A signal x takes values from an alphabet set.
My objective is to estimate the channel parameters hest using adaptive methods and then plot the graph of mean square error (MSE) between the estimated coefficients and the actual vs range of SNR values considered. These are the following questions :

• Plot of BER vs. signal to noise ratio -- When I want to plot the BER, and the signal takes values other than BPSK say QAM then also I will be estimating the channel coefficients for each snr by adding snr using awgn() using the same code. Then should the X axis be labelled as EsNo or EbNo? In a similar question asked here Adding AWGN noise with a correct noise power to the signal

the answer is to use EbNo. In a Matlab implementation https://www.mathworks.com/matlabcentral/fileexchange/39011-ber-comparison-of-m-ary-qam?focused=5251697&tab=function, using the EbNo range the noise signal of a particular snr is generated. But, the BER plot shown has EbNo on X axis. This is confusing since the awgn() function is using snr and not EbNo.

• Plot of error vs snr -- For each noise added, I will calculate the error between the estimates and the actual coefficient. The X axis would be the range of snr and Y Axis the error values. Would the X Axis be snr or EbNo or EsNo irrespective of the symbol set?

  In my case the data takes values in symbols and not bits. What should I use? Please help in clearing these concepts. Thank you.

Answer 1

These stuffs $E_s/N_0, E_b/N_0 \textrm{ and SNR}$ are convertible.

\begin{align} E_s/N_0 &= E_b/N_0 + 10\log_{10}(k) \\ E_s/N_0 &= 10\log_{10}(T_{sym}/T_{samp}) + \mathrm{SNR} \end{align}

where $k$ is the number of information bits per symbol, $T_{sym}$ is the signal's symbol period and $T_{samp}$ is the signal's sampling period. More details can be found at AWGN channel MATLAB.

And by description of awgn() function:

y = awgn(x,snr) adds white Gaussian noise to the vector signal x. The scalar snr specifies the signal-to-noise ratio per sample, in dB. If x is complex, awgn adds complex noise.

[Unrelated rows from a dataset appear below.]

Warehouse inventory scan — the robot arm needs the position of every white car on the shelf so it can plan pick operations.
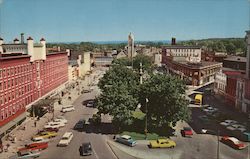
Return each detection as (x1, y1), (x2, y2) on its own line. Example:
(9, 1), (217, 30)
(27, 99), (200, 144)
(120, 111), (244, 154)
(232, 124), (247, 132)
(44, 122), (65, 129)
(61, 105), (75, 113)
(57, 132), (73, 146)
(220, 120), (238, 127)
(9, 151), (41, 159)
(203, 106), (218, 113)
(53, 118), (68, 124)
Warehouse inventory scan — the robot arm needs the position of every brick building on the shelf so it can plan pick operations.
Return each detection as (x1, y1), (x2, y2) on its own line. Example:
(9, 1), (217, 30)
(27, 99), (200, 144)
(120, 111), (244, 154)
(0, 37), (68, 136)
(162, 38), (222, 86)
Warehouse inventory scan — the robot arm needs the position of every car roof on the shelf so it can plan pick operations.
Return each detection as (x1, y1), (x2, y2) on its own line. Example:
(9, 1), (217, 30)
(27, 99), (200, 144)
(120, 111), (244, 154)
(227, 137), (239, 143)
(158, 139), (169, 142)
(121, 135), (131, 139)
(63, 132), (72, 137)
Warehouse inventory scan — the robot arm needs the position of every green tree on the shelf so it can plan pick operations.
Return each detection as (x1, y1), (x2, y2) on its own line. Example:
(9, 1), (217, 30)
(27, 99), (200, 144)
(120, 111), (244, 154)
(138, 74), (190, 127)
(97, 65), (139, 126)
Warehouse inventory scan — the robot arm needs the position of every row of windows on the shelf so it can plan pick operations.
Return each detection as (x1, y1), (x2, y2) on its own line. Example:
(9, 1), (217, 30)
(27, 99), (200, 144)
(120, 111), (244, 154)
(167, 49), (196, 52)
(0, 64), (32, 79)
(0, 74), (32, 91)
(0, 84), (32, 105)
(0, 101), (25, 121)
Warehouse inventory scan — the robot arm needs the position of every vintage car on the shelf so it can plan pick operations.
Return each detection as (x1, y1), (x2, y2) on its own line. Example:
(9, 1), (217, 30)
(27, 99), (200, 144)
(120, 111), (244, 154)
(149, 139), (176, 148)
(18, 142), (48, 151)
(181, 127), (193, 137)
(57, 132), (73, 146)
(31, 131), (57, 141)
(79, 142), (92, 156)
(74, 119), (86, 130)
(44, 122), (65, 129)
(221, 136), (247, 150)
(115, 135), (136, 147)
(9, 151), (40, 159)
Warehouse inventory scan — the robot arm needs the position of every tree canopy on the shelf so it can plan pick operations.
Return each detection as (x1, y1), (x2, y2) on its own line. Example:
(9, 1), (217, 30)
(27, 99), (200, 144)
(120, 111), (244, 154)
(97, 57), (190, 127)
(97, 66), (139, 125)
(138, 74), (190, 127)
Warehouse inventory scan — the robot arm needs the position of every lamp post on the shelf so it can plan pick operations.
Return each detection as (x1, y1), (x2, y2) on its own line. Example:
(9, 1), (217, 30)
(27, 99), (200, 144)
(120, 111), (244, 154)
(145, 98), (148, 140)
(201, 129), (220, 159)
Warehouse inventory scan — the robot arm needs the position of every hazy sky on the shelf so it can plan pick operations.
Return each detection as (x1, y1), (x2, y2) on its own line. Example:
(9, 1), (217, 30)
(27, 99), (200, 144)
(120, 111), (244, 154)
(0, 0), (250, 42)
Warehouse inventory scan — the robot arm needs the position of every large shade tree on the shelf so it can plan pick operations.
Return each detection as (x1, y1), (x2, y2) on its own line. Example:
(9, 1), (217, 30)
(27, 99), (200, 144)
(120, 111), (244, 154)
(97, 65), (139, 125)
(138, 74), (190, 127)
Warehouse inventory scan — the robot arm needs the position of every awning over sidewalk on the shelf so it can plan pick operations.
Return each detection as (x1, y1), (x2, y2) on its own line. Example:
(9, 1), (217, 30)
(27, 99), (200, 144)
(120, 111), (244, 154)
(0, 112), (26, 135)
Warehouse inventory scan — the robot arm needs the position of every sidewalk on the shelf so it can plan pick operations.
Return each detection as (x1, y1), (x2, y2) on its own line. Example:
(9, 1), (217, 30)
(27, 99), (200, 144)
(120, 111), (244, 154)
(107, 140), (180, 159)
(0, 73), (94, 159)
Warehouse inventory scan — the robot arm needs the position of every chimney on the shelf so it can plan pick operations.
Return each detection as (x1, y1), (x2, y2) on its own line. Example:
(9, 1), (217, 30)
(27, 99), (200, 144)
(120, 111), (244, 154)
(171, 37), (176, 45)
(13, 38), (19, 44)
(21, 33), (24, 44)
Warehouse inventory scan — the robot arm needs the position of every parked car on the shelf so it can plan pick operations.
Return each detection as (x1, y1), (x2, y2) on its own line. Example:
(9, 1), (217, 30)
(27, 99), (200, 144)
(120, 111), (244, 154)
(32, 131), (57, 141)
(82, 89), (91, 93)
(9, 151), (40, 159)
(61, 105), (75, 113)
(18, 142), (48, 151)
(80, 142), (92, 156)
(198, 115), (210, 124)
(220, 120), (238, 127)
(86, 100), (95, 107)
(181, 127), (193, 137)
(57, 132), (73, 146)
(89, 114), (102, 125)
(31, 138), (49, 144)
(41, 128), (59, 132)
(53, 118), (68, 124)
(115, 135), (136, 147)
(44, 122), (65, 129)
(149, 139), (176, 148)
(221, 136), (247, 150)
(203, 106), (218, 115)
(74, 119), (86, 130)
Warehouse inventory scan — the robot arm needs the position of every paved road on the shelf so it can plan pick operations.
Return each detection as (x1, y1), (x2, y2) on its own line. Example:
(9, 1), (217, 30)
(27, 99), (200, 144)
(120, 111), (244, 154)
(39, 70), (116, 159)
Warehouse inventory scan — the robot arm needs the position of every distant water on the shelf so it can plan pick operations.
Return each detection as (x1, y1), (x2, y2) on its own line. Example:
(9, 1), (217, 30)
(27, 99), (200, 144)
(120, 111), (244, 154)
(90, 40), (170, 44)
(50, 40), (170, 44)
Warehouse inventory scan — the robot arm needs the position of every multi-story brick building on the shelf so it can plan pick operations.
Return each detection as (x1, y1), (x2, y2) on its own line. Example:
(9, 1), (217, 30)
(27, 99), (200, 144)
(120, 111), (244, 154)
(0, 37), (68, 135)
(162, 38), (222, 86)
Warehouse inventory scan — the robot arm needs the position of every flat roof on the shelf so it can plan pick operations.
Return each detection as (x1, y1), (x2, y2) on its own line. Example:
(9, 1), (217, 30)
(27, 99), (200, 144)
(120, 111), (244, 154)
(176, 61), (222, 69)
(224, 56), (247, 62)
(163, 45), (201, 49)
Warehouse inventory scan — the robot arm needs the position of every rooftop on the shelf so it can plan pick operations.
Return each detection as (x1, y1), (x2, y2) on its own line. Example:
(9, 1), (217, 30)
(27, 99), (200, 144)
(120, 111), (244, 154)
(163, 45), (201, 49)
(224, 56), (247, 62)
(176, 61), (222, 69)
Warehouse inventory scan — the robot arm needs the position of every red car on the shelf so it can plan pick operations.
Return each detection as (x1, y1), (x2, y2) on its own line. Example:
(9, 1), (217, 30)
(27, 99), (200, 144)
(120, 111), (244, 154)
(181, 127), (193, 137)
(41, 128), (59, 132)
(18, 142), (48, 151)
(221, 136), (247, 150)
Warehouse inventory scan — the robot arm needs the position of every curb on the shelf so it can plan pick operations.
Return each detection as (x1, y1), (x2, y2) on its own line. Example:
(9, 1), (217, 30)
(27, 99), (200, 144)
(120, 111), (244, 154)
(107, 140), (143, 159)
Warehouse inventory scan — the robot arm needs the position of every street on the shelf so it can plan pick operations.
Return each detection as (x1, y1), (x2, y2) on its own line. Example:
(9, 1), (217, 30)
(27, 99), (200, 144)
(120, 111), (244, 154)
(39, 71), (116, 159)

In your case, no oversampling thus awgn() uses its snr parameter to generate $E_s/N_0 =$ snr.

You are free to plot your BER curves over $E_s/N_0$ or $E_b/N_0$ because they are equivalent. You just need to convert them back and forth via the modulation order $k$.

However $E_b/N_0$ is usually prefered because (EbN0 wikipedia)

$E_b/N_0$ directly indicates the power efficiency of the system without regard to modulation type, error correction coding or signal bandwidth (including any use of spread spectrum). This also avoids any confusion as to which of several definitions of "bandwidth" to apply to the signal.